I've been using the 18V XRP series DeWalt Hammerdrill combo for the past 3-4 years. Have not had quite as many problems as you have had although the DeWalt drills do have the same clutch problems, which cost more to fix than the drill itself. Currently have two drills that have made it two years.


----------



## Frasbee

This is a new DeWalt (DCD970) model: http://www.ebuild.com/articles/844783.hwx

However that article claims it has an all metal transmission which I don't know enough about to say if that applies to your all metal gear box.

Googling "all metal gear box drills", Craftsman came up a lot, though I would take that with a grain of salt.

Unfortunately it seems my beloved Bosch does not seem to provide that kind of design in the majority of its' drills with the exception of their impact wrench: http://bosch.cpotools.com/drills/cordless_impact_wrenches/21618.html Though I've dropped my baby drill several times without issues, and my 18 volt hammer hasn't caused any problems either.

Metabo claims to have a "die cast aluminum build" but once again I don't know if that's enough to meet your criteria.

http://www.cpometabo.com/products/602147520.html


EDIT: After looking at my current drill again it also claims to have "all metal gears", http://bosch.cpotools.com/drills/cordless_impact_wrenches/21618.html


----------



## azsly1

anyone used the metabo cordless kits?


----------



## BadSplice

The Dewalt:


> In order to meet the jobsite demands of end users, DeWalt designed the drills with an all-steel transmission.

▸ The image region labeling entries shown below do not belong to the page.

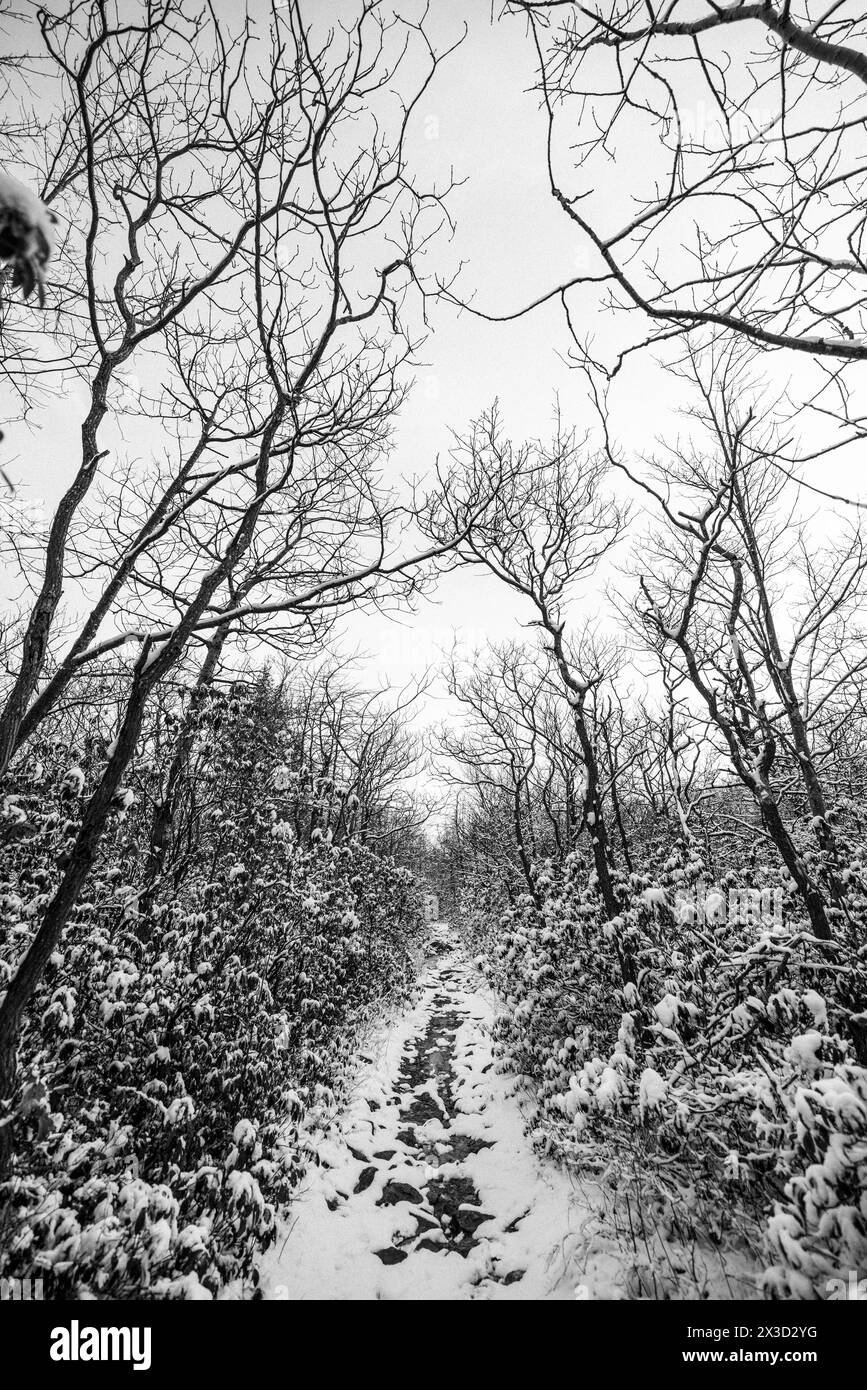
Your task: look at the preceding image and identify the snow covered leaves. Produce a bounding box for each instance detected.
[0,172,54,304]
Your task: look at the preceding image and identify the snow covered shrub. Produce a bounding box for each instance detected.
[0,667,421,1298]
[479,847,867,1298]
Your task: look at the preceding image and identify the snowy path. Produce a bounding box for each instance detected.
[260,929,603,1300]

The tools have a metal gear case allowing the transmission to dissipate heat and run cooler. Additionally, a steel lockout feature positively locks the tool in drill mode. The frameless motor produces increased airflow through the tool allowing the unit to function more efficiently. The motor also contains replaceable brushes for easy serviceability.


From that it seems that only the case is metal, it doesn't say anything about the gears. Altho the "steel lockout" to keep it in drill mode would help you guys who have clutch slipping problems.

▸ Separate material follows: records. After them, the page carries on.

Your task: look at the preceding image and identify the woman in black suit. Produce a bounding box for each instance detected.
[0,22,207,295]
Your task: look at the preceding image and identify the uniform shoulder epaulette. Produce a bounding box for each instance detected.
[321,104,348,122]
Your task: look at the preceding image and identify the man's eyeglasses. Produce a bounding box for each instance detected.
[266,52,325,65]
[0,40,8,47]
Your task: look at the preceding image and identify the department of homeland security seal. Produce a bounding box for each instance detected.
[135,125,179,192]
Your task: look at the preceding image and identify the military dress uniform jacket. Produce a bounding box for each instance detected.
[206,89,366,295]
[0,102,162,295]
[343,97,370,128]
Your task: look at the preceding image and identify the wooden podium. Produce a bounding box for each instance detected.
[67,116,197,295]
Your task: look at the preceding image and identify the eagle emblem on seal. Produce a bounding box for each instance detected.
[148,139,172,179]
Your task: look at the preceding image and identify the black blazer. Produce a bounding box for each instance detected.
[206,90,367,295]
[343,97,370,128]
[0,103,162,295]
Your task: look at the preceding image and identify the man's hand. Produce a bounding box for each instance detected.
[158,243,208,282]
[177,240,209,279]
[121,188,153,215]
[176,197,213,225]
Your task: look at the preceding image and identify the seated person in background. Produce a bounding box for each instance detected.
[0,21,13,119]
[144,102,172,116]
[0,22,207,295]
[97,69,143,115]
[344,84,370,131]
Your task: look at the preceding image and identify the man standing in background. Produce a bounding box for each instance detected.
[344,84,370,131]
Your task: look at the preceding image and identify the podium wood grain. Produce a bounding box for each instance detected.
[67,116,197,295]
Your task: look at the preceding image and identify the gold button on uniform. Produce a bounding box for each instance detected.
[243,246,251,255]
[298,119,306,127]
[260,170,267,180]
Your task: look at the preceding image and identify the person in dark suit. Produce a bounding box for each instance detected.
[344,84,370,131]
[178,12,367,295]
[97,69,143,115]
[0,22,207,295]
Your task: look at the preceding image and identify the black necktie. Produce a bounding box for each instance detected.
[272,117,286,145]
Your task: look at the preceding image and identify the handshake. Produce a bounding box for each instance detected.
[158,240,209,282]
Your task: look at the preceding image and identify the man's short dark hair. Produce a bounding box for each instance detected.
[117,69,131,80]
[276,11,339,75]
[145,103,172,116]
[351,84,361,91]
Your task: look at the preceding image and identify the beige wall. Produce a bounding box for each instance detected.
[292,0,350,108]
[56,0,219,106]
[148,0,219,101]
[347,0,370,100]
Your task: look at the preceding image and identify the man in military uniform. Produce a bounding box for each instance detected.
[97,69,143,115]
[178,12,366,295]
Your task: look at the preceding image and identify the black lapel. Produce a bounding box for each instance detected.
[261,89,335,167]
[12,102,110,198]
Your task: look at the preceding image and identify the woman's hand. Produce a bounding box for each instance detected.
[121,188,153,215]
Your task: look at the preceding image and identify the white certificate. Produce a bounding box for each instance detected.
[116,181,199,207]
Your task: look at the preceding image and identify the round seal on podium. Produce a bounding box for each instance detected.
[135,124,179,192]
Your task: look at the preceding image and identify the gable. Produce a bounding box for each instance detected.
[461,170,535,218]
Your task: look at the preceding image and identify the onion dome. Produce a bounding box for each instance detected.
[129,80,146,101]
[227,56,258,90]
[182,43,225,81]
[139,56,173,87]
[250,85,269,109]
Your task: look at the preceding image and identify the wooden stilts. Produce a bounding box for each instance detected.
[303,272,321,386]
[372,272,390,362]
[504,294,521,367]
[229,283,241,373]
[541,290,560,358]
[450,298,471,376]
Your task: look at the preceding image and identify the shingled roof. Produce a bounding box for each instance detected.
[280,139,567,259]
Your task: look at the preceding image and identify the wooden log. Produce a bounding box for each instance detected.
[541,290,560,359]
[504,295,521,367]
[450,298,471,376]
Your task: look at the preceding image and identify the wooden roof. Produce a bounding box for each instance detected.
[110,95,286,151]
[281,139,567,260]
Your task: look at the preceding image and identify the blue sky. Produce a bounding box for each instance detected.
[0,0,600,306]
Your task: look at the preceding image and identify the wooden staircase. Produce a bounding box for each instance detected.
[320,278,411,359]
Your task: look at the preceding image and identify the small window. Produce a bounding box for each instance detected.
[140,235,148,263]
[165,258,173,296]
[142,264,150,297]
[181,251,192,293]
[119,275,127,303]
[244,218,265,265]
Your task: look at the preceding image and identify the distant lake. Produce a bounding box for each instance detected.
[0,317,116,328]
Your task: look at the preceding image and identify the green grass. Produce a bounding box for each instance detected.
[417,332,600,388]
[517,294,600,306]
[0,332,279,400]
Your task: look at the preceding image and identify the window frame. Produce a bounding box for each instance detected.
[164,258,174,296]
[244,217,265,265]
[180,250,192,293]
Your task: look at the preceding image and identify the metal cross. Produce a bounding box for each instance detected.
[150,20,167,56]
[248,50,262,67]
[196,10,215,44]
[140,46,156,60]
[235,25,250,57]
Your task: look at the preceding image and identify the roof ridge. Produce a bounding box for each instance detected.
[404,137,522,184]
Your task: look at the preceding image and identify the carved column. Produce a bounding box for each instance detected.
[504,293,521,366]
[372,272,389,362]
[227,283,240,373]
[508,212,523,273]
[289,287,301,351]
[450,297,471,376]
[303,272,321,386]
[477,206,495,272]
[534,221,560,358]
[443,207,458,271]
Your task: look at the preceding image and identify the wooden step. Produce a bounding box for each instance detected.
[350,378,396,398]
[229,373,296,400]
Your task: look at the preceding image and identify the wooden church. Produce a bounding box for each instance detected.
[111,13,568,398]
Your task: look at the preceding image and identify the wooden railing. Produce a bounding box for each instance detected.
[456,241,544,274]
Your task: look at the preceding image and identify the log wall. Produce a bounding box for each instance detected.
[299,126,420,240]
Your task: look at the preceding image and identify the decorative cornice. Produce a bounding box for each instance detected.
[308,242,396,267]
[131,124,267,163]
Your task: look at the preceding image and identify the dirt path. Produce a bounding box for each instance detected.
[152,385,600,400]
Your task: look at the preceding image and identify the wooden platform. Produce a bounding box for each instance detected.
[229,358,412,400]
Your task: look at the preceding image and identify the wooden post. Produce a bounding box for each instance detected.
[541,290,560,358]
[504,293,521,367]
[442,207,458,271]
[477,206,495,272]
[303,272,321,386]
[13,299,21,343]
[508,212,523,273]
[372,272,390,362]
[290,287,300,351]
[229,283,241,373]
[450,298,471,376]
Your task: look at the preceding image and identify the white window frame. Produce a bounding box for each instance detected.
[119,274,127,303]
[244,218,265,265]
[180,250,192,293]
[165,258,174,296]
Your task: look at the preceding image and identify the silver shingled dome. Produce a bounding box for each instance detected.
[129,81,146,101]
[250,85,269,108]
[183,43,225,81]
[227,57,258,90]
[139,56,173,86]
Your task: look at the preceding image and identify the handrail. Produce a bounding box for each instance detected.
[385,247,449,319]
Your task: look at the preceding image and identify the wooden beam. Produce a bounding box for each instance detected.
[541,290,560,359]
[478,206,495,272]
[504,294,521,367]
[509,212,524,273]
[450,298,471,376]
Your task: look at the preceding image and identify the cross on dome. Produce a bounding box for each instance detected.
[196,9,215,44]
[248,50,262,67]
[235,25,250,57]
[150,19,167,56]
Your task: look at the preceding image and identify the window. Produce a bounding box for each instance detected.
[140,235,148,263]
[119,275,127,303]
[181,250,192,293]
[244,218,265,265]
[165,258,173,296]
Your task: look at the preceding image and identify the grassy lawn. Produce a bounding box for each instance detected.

The newest line of Hilti 18V Li-Ion drills are work horses and also pretty expensive, I wonder if they have steel gears?


----------



## randas

Really? I've never even heard of gears stripping in milwauke drills. I've been quite happy with mine, never had a problem.

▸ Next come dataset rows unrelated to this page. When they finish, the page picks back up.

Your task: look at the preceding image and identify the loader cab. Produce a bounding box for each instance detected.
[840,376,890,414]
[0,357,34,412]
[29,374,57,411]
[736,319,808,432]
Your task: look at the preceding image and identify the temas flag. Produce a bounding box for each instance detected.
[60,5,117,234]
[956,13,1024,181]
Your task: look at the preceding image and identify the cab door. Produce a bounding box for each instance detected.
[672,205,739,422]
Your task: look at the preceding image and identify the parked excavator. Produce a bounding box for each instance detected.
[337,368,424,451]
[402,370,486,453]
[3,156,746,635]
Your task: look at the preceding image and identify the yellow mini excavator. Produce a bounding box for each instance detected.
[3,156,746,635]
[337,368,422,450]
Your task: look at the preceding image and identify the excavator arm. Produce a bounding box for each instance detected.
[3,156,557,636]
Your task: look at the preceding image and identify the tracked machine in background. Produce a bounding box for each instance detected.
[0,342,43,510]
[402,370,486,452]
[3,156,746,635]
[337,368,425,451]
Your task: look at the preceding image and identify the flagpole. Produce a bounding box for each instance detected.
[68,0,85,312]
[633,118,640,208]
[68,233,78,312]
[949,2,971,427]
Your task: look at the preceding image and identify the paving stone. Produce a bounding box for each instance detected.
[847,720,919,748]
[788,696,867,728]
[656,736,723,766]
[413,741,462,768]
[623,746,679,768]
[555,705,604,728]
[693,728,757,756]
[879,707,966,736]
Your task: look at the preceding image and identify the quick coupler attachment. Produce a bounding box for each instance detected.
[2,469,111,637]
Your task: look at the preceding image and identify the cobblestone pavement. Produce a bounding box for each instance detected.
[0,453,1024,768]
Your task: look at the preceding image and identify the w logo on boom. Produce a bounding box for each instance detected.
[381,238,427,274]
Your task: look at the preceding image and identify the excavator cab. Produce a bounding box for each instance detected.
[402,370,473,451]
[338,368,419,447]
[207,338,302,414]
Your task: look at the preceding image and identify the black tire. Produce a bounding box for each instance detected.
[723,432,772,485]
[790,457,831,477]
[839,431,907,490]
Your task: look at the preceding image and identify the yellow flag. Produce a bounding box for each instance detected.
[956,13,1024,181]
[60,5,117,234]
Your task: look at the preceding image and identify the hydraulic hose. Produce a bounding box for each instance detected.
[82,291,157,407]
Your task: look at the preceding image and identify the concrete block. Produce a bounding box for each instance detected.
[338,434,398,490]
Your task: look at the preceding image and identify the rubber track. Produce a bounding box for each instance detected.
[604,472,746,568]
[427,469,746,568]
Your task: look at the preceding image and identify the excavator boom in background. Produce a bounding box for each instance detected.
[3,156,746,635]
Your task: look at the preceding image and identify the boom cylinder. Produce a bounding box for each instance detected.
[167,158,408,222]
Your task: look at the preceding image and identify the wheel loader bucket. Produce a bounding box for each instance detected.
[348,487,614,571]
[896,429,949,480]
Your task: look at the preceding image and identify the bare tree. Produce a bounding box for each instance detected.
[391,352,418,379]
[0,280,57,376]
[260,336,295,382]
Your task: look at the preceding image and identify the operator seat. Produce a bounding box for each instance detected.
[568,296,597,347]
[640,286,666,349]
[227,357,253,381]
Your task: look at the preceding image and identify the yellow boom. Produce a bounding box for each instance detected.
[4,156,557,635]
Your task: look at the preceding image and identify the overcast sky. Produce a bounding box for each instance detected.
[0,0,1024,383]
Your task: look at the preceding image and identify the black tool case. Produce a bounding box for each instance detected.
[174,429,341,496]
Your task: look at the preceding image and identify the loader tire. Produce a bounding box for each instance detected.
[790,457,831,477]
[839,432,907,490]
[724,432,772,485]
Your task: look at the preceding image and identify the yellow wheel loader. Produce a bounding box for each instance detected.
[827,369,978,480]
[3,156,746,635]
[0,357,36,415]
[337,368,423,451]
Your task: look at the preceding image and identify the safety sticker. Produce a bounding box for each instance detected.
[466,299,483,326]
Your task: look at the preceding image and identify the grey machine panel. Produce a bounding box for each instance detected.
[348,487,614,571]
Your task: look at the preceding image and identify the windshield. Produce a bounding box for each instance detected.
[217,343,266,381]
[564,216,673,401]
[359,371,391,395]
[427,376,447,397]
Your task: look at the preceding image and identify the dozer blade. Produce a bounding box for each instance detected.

What I CAN tell you is, mikita must have a huge problem with plastic gears, because just about everyone I know with one has had to have the gears repaired.


----------



## Thayer

I have a dewalt 18v XRP that I bought about a year ago and the clutch is already showing signs of wear. About 3 months ago it started to slip out of hammer mode during drilling. It has now reached the point where I have to physically hold the selector to keep in in hammer drill mode. Needless to say it is very irritating. I am planning to try a Hilti on the next round. (At this rate it looks to be pretty soon.)


----------



## mattsilkwood

the cheaper dewalts still have nylon gears but the higher end ones have metal gears.


----------



## paul d.

i'm wonderin if it would be worth it to just buy whats on " sale " at the big box stores ??? wear it out , throw it away , and just buy another one ??? expecting 2-3 yrs service out of a tool is obsolete. oh well.


----------



## BadSplice

Thayer said:


> I have a dewalt 18v XRP that I bought about a year ago and the clutch is already showing signs of wear. About 3 months ago it started to slip out of hammer mode during drilling. It has now reached the point where I have to physically hold the selector to keep in in hammer drill mode. Needless to say it is very irritating. I am planning to try a Hilti on the next round. (At this rate it looks to be pretty soon.)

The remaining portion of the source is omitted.